Tuesday, March 18, 2008

Robin Hanson offers an intriguing post at Overcoming Bias on what we want and what we’d like others to think we’d want. (There’s more to his post, but that’s the part we’re interested in.)

Bottom line: We want to get what we want, not just do what we should, and so we want advisors like economists who tell us how to get what we want. But we'd rather be seen as following advisors like moral philosophers who tell us to do what we should.

We don’t disagree, which makes us wonder how some can pull off actions that are seen as clearly immoral.
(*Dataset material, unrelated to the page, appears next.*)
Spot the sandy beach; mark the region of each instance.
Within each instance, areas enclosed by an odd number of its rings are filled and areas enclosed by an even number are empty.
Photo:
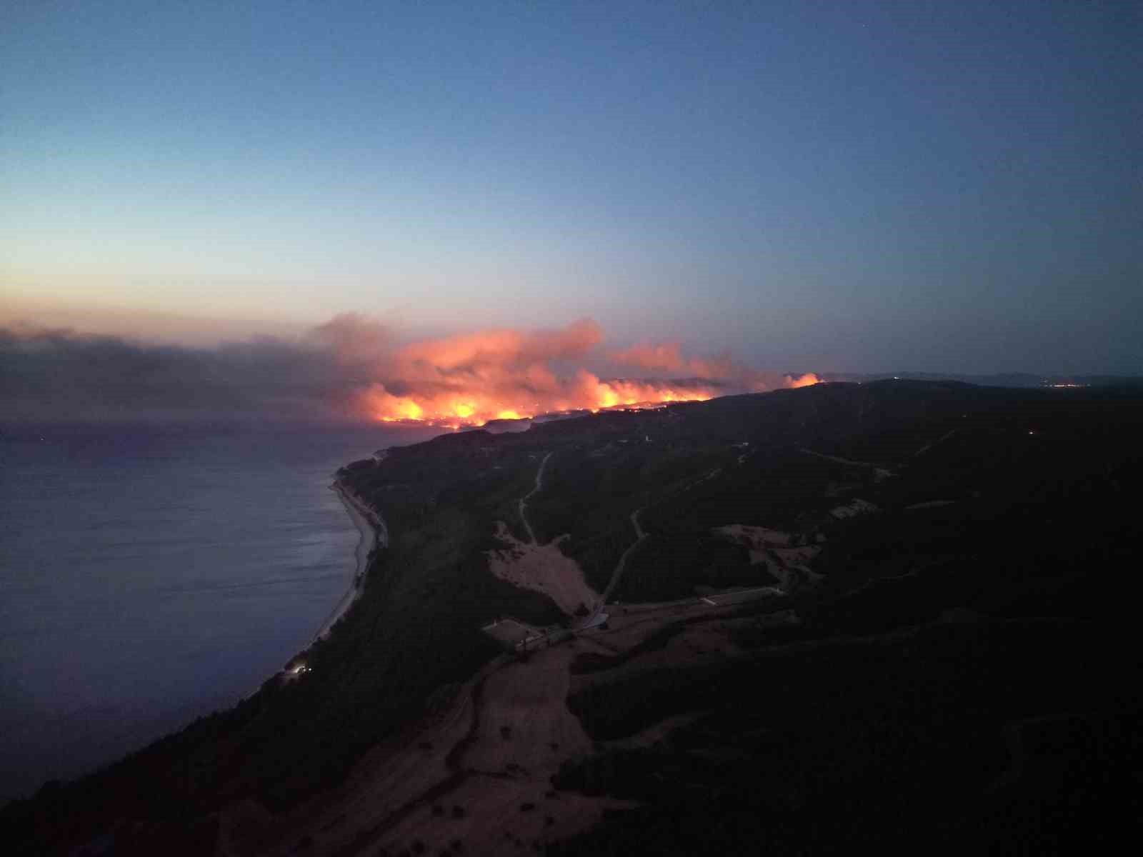
[[[342,505],[345,506],[345,512],[349,514],[350,520],[353,521],[353,526],[357,527],[361,537],[358,539],[355,551],[357,568],[353,571],[353,582],[350,584],[345,594],[342,595],[337,606],[334,607],[333,612],[330,612],[326,620],[321,623],[321,627],[318,628],[318,633],[313,635],[314,641],[327,636],[334,625],[337,624],[337,620],[345,615],[346,610],[349,610],[353,602],[361,595],[361,592],[365,590],[366,569],[369,567],[369,554],[373,553],[373,550],[378,544],[382,547],[389,544],[389,530],[385,528],[385,522],[381,519],[381,515],[342,488],[338,482],[334,482],[330,486],[330,490],[337,492],[338,498],[342,500]]]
Killing civilians is clearly an immoral action, yet there was still the Holocaust, the Great Leap Forward, and the atomic bombings of Hiroshima and Nagasaki. All of those actions have/had their defenders—we’ll not go into the validity of their arguments—and their defenses generally claim that each was for “The Greater Good”: Jews, Gays, Gypsies, and many, many others were a plague; China needed industrialization to survive; the war needed to end.

We suppose it’s because the ruling powers/voting blocs were taking action against someone else, so they wouldn’t suffer the worst of their decisions. This seems to vindicate Prof. Hanson’s assertion, “But in fact we care only moderately about what we ‘should’ do.”
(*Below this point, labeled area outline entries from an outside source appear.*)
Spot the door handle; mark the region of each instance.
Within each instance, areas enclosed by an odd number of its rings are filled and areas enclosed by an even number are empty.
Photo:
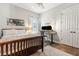
[[[76,33],[75,31],[70,31],[70,33]]]
[[[70,31],[70,33],[73,33],[72,31]]]
[[[73,33],[76,33],[75,31]]]

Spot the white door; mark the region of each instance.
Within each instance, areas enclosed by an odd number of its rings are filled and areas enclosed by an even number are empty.
[[[62,12],[61,18],[61,35],[62,43],[72,46],[72,17],[71,10],[68,8]]]
[[[62,43],[79,48],[79,7],[64,10],[61,22]]]

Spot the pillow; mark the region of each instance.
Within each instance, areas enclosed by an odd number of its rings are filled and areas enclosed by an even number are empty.
[[[15,35],[15,30],[3,30],[3,35]]]
[[[26,34],[25,30],[16,30],[16,35]]]

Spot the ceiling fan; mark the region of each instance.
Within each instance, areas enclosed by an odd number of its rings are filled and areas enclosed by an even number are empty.
[[[37,7],[45,8],[43,3],[36,3]]]

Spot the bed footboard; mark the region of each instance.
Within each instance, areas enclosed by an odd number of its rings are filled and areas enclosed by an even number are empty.
[[[43,52],[42,36],[0,43],[1,56],[27,56],[33,54],[38,49],[42,49]]]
We doubt the decision-makers would be eager to suffer as much for their Greater Good, but we’re more disillusioned by the willingness of others to accept “The Greater Good” as morally superior to, oh, not indulging in genocide.
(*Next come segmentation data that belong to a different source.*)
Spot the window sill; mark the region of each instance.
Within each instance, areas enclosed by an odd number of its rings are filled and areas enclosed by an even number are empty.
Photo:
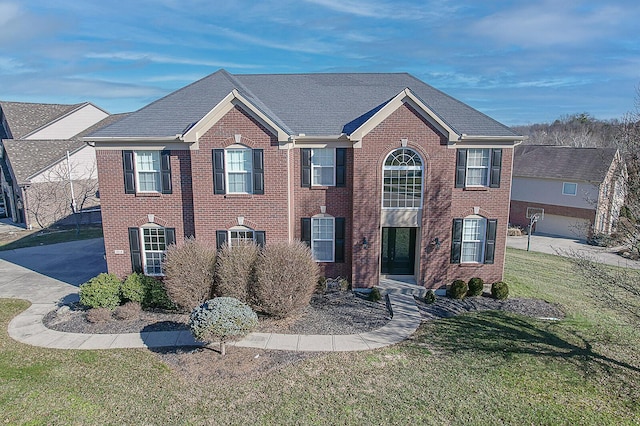
[[[253,198],[253,194],[224,194],[224,198],[247,199]]]

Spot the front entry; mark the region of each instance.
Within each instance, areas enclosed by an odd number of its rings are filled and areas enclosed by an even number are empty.
[[[417,228],[382,228],[382,273],[413,275]]]

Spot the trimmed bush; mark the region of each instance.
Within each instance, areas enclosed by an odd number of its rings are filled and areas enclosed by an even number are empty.
[[[252,301],[265,313],[285,318],[309,305],[318,264],[303,242],[267,244],[256,262]]]
[[[142,307],[138,302],[127,302],[122,306],[118,306],[113,311],[113,317],[117,320],[132,320],[140,318]]]
[[[80,285],[80,303],[89,308],[115,309],[120,305],[120,279],[100,274]]]
[[[211,297],[215,249],[195,238],[181,245],[170,245],[164,258],[164,288],[169,298],[183,311],[192,311]]]
[[[91,308],[87,311],[86,318],[92,324],[111,321],[111,309]]]
[[[455,280],[447,290],[447,295],[453,299],[462,299],[467,295],[469,286],[463,280]]]
[[[428,290],[427,294],[424,295],[424,303],[426,303],[427,305],[436,303],[436,294],[433,292],[433,290]]]
[[[255,280],[255,266],[260,248],[254,243],[225,245],[218,252],[215,273],[216,296],[235,297],[249,303],[249,287]]]
[[[491,284],[491,295],[499,300],[509,297],[509,286],[504,281]]]
[[[189,327],[193,336],[203,342],[220,340],[220,352],[226,353],[226,342],[249,334],[258,325],[258,316],[249,305],[233,297],[207,300],[191,312]]]
[[[373,287],[369,292],[369,301],[370,302],[379,302],[382,300],[382,294],[380,294],[380,289],[378,287]]]
[[[144,299],[142,299],[144,309],[176,309],[176,305],[167,295],[162,281],[146,275],[142,275],[141,280],[144,287]]]
[[[473,277],[469,280],[469,291],[467,296],[481,296],[484,291],[484,281],[482,278]]]
[[[124,280],[120,286],[120,297],[122,301],[142,303],[145,290],[141,277],[144,277],[144,275],[133,273]]]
For one, it seems the more grand the action, the more vague its purpose. Wikipedia.org features two propaganda posters for its Great Leap Forward entry. Their translations are, “Long live the General Line! Long live the Great Leap Forward! Long live the People's Commune!” and “Take steel as the key link, leap forward in all fields.” Neither give any indication of a clear goal, much less that goal’s merits. The first is merely an insipid cheer; the second—well, we’re not entirely sure, but we think it’s an exceptionally poor attempt to express cause and effect: “If take steel as the key link, then leap forward in all fields.” Who should take steel? This is written in the second person, so presumably the reader should take steel. Where should the reader take steel? “as key link.” Key link to what? Leaping forward in all fields? But if this is a command, then we must be able to perform at least one of the two—taking steel as key link or leaping forward in all fields. Both commands, however, are written as metaphors and thus are abstract, so we’ll have to choose the more tangible abstraction: Leaping forward in all fields. That’s only slightly less impossible than taking steel as the key link, if only because it’s something someone could physically do, but look! We’re beginning with the effect instead of the cause! The cause is a metaphor, thus we can’t undertake it, thus we can’t leap forward in all fields, but we’ve just shown that we can leap forward in all fields! Did they simply get the cause and effect backwards? How would leaping in fields lead to taking steel as the key link? This explains the fall of Communism.

More to the point, it’s a poor justification of the GG’s supposed moral superiority. You can’t see the consequences of not taking these actions so there’s no basis for comparison; their superiority is just speculation.

We find it disheartening that so many people violently defend immoralities on such shabby and indistinct basis. But then, that’s why were here.